Charles Journet (1891-1975) fut un des grands théologiens contemplatifs du XXe siècle : auteur entre autres du magistral essai L'Eglise du Verbe incarné. Acteur et témoin privilégié du concile Vatican II, il fut nommé cardinal par Paul VI en 1965 ; haute fonction qui du reste ne l'empêcha pas de garder sa soutane de simple prêtre. La formulation dans la synthèse ci-dessous reprend telle quelle celle de l'auteur dans Les sept paroles du Christ en croix (Seuil 1952). Chaque «je» est celui de Charles Journet.  SL

 

 

 

Les paroles du Verbe : Ici-bas le silence est la condition des paroles vraies. Que valent les paroles qui n'enclosent pas de silence? Elles sont feuilles mortes.

Les sept paroles du Christ en Croix, achevées dans un grand cri, sont les toutes dernières paroles de sa vie passible. Le drame qu'elles contiennent se trouvait déjà annoncé dans les sept béatitudes du Sermon sur la Montagne, culminant dans la huitième, celle des persécutés pour la justice. Le mont du Calvaire est la réponse au mont des béatitudes.

Le Verbe pousse par degré vers la mort la nature humaine en laquelle il porte le poids de tout le mal de notre monde. Les sept paroles sont les étapes de son approche de la mort. Elles donnent une voix à la douleur finale du Christ. Elles nous entr'ouvrent ce mystère. Ce qui est drame effrayant, devient par elles un enseignement. Une lumière nous est livrée. C'est celle du Verbe, caché au cœur de la Croix sanglante, pour en faire jaillir ces sept Rayons.

 

La première parole : « Père, pardonne-leur, car ils ne savent ce qu'ils font ! » : Ce n'est pas sa douleur terrible qu'il exhale dans sa première parole. Ce qui le préoccupe, c'est de faire descendre sur terre le pardon de son Père. La première des sept paroles est rapportée dans saint Luc. Jésus, un peu avant d'être mis en croix, a fait entrevoir l'abîme de l'injustice des hommes. Si le pardon de Dieu vient (et il viendra merveilleusement à cause de Jésus), ce ne sera pas avant tout pour empêcher l'injustice du monde de fructifier en catastrophes, ce sera avant tout pour sauver, au sein même de ces catastrophes aveugles, la destinée suprême des âmes.

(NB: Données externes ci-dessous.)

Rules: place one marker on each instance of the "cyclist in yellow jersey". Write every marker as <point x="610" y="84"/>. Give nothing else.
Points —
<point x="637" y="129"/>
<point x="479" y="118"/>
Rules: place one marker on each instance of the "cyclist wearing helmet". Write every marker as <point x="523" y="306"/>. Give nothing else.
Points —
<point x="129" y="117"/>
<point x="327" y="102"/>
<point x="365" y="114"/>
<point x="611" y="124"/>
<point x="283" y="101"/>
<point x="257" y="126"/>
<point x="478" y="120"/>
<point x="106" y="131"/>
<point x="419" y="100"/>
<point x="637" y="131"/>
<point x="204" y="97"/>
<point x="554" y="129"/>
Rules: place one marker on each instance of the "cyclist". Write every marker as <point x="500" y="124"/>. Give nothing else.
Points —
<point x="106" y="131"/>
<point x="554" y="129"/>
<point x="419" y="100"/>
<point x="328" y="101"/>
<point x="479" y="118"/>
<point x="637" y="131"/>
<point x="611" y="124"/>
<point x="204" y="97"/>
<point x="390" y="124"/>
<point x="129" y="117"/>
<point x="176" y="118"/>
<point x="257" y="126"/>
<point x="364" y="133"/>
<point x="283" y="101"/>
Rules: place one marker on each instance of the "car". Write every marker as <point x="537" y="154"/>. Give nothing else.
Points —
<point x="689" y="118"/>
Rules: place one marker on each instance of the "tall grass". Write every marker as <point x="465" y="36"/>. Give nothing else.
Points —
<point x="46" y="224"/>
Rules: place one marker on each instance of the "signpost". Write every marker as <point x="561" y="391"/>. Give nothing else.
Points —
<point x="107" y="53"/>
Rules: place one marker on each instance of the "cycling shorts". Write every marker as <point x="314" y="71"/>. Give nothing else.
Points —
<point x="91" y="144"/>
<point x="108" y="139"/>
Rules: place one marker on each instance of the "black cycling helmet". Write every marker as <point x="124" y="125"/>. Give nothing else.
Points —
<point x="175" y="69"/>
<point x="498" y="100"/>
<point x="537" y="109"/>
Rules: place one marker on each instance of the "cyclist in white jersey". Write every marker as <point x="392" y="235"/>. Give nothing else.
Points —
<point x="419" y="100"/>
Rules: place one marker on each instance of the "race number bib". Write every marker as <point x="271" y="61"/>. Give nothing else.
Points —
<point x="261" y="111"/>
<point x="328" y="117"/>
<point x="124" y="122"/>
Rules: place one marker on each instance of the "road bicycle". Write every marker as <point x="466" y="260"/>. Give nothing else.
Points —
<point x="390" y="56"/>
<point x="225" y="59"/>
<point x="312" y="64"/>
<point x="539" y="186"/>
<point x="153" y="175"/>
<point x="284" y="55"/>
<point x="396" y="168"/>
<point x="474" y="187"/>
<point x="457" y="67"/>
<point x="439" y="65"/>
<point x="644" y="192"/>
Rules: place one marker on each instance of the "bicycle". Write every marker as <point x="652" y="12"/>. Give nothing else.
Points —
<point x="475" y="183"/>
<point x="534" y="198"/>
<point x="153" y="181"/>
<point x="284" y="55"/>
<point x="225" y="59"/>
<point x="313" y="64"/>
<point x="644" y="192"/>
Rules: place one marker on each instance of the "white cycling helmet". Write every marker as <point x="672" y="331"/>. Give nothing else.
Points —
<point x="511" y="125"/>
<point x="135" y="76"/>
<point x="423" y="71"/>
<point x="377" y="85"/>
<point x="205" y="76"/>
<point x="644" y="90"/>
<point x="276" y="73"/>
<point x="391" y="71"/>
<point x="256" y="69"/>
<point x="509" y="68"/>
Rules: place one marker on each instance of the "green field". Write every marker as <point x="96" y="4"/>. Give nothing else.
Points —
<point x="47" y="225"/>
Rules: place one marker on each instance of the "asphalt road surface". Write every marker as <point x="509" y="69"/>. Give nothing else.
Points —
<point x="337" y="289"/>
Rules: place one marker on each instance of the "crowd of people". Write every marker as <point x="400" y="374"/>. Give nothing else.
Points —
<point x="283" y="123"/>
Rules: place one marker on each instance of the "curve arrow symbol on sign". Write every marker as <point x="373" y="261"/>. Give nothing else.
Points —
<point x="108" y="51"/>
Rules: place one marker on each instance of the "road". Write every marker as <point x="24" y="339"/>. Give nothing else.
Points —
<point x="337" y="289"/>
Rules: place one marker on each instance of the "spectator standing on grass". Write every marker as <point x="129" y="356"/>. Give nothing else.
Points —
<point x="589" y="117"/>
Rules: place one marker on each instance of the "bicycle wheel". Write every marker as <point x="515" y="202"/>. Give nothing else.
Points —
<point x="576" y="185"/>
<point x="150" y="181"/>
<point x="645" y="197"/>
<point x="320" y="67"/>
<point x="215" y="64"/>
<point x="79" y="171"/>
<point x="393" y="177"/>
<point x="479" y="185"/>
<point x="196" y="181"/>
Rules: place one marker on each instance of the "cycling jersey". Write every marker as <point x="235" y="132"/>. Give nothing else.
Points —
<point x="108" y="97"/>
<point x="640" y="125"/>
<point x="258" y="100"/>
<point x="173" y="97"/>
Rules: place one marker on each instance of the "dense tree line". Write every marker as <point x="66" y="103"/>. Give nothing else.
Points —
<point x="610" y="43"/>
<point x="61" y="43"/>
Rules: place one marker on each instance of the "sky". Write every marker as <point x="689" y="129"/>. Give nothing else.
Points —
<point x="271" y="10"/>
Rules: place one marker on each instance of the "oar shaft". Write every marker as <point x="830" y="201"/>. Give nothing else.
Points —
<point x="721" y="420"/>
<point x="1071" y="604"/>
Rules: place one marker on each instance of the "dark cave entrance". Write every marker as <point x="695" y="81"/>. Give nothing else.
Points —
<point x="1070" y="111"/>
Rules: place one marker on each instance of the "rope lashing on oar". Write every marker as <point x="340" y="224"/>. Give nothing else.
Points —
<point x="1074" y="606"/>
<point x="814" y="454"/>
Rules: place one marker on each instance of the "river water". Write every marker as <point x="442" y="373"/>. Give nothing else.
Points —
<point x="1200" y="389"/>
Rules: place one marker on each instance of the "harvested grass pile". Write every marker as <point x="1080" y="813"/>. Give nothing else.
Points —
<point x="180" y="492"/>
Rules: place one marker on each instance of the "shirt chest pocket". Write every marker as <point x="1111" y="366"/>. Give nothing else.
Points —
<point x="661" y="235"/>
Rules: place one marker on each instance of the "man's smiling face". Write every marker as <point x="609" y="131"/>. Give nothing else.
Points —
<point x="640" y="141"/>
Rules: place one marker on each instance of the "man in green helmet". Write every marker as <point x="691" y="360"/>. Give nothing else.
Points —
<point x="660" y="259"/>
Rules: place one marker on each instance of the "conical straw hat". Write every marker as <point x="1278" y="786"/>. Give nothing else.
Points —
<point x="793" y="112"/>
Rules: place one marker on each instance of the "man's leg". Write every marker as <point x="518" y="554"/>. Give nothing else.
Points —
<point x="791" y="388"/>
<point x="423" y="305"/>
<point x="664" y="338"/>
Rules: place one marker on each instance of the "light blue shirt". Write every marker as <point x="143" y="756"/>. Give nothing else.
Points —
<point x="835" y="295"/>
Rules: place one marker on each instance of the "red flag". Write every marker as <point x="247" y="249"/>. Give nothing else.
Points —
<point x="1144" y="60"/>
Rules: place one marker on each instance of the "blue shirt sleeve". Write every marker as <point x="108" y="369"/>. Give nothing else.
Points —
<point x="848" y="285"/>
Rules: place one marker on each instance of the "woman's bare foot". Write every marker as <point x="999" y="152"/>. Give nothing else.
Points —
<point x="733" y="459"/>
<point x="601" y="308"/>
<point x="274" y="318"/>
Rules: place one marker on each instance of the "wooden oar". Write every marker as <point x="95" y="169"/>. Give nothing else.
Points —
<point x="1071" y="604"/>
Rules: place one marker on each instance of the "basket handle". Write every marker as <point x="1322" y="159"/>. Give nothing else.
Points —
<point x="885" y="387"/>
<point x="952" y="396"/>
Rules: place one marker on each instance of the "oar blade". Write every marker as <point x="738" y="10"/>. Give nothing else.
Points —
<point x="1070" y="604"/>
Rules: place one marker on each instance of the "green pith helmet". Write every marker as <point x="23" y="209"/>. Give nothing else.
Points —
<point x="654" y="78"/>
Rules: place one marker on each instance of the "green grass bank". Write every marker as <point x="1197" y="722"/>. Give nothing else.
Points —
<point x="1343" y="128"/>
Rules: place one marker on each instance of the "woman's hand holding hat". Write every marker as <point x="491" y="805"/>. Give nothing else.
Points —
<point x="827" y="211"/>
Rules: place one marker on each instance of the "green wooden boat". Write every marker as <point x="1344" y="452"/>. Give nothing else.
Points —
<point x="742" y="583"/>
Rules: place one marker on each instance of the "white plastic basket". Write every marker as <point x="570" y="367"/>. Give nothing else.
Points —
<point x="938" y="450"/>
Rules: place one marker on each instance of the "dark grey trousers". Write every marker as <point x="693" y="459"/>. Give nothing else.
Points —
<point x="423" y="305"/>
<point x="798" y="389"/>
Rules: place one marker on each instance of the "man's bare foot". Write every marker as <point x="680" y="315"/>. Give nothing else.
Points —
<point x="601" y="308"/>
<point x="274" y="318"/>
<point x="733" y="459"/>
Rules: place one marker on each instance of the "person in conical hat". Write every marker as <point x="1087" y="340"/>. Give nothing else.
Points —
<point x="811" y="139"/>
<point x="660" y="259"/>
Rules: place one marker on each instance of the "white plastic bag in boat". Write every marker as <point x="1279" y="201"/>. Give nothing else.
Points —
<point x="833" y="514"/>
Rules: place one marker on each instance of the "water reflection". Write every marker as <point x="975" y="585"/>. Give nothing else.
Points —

«Père, pardonne-leur, car ils ne savent pas ce qu'ils font !» (Luc 23, 32-34). Père ! C'est le premier mot des sept paroles. Il dit «Père !», comme à la résurrection de Lazare. Ce n'est pas sa douleur qui l'occupe, c'est notre péché : d'abord la blessure, l'offense qu'il fait à Dieu, puis le ravage qu'il nous fait à nous-mêmes. Il demande avec son cœur d'homme que le Père pardonne : il faut, avec nos cœurs d'hommes, demander que le Père pardonne. Il faut continuer d'en appeler avec lui aux magnanimités d'en haut contre la haine, les folies, les crimes de la terre. Un royaume, longtemps attendu, paraît. C'est le royaume des pardons de l'Amour.

Il y a des moments où Jésus veut prier à part pour ses seuls disciples immédiats. A d'autres moments il étend sa prière jusqu'à tous les fidèles. Mais, par dessus ces prières spéciales, il y a en lui une prière permanente pour tous les hommes sans exception, c'est le monde entier qu'il vient chercher, qu'il voudrait sauver, pour qui il meurt. Maintenant, Jésus ne reproche même plus rien aux hommes. Il regarde au-dessus d'eux. Il voit leur destinée éternelle. C'est pour eux qu'il est en Croix.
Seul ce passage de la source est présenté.